Risk sermayesi şirketi Placeholder, akıllı sözleşme platformlarının değerini ölçmek için bir metrik tasarladı. Bu metrik, bir akıllı sözleşme platformu ağının -örneğin Ethereum’un piyasa değeri- değerini alıyor ve bunu platformda basılan token’ların değeriyle karşılaştırıyor. Buradaki temel düşünce ise şu: eğer bir ağ, daha değerli token’lar için üs görevi görüyor ve çok fazla değerli değilse, o zaman gerçek değerinin altında olabilir.
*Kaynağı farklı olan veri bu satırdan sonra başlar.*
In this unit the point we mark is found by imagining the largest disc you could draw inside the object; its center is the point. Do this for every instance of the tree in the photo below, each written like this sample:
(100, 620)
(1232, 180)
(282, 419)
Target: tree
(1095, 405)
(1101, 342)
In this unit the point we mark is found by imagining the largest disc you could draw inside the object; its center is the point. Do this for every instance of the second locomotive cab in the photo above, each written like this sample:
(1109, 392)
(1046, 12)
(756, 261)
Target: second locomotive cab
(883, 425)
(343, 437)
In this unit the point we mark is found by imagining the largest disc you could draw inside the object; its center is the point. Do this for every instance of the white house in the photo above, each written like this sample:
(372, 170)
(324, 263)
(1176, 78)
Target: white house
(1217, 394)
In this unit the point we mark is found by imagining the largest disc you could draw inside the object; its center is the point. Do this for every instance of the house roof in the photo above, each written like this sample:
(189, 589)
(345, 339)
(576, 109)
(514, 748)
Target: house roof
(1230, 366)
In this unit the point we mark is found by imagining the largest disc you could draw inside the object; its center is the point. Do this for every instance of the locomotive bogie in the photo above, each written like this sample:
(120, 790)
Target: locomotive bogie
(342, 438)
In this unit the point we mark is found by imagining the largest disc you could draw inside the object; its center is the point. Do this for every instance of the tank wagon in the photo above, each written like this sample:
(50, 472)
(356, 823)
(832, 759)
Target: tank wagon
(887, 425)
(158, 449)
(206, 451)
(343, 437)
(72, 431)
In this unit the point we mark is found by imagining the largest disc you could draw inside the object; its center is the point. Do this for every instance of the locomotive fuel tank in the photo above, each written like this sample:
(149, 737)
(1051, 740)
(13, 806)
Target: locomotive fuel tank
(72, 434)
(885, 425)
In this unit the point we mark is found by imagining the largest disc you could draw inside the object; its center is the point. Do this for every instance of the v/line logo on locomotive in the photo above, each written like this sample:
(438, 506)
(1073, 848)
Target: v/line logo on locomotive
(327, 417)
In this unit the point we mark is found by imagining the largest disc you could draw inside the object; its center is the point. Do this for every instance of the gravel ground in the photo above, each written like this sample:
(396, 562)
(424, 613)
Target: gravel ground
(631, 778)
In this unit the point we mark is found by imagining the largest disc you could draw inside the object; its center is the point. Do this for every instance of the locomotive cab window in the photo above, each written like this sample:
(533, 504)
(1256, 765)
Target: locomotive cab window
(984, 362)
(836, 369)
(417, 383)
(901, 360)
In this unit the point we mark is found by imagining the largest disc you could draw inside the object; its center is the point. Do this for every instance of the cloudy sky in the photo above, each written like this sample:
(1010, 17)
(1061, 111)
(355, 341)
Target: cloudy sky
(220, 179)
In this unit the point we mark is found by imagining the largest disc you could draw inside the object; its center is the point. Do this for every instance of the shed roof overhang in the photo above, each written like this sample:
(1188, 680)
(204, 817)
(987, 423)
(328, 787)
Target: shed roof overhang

Tersi durumda; yani token’ların değerlerinin toplamından çok daha değerliyse, aşırı değerlenmiş olma ihtimali var.
Ethereum, NVTV (ağın değerinin token değerine oranı) isimli metriğe göre en düşük orana sahip ve bu da onu Stellar, Waves ve NEO gibi diğer platformlara göre en az değer biçilmiş kripto para yapıyor.
Öte yandan, NVTV oranına göre platformundaki token’ların değerinin 234 katında işlem gören EOS ve 40 katında işlem gören Stellar da, bu metriğe göre gerçek değerlerinin üstünde seyrediyorlar.
Ethereum, üzerine kurulu token’ların değerinin sadece 2 katı. Aslında; incelenen tüm ağların, üzerlerine kurulu token’ların toplamından daha değerli oldukları anlaşılıyor.
Kripto para piyasasının manipülasyonlarla ve sahte işlem hacimleriyle dolu olduğu bir ortamda, herhangi bir yeni metriğe ihiyatlı yaklaşmak gerekiyor. Placeholder’ın ortağı Chris Burniske; sahte işlem hacimlerini ve NVTV oranının bazı kusurlarının olduğunu kabul etse de yine de bu metriğin en verimli metrik olduğunu söylüyor.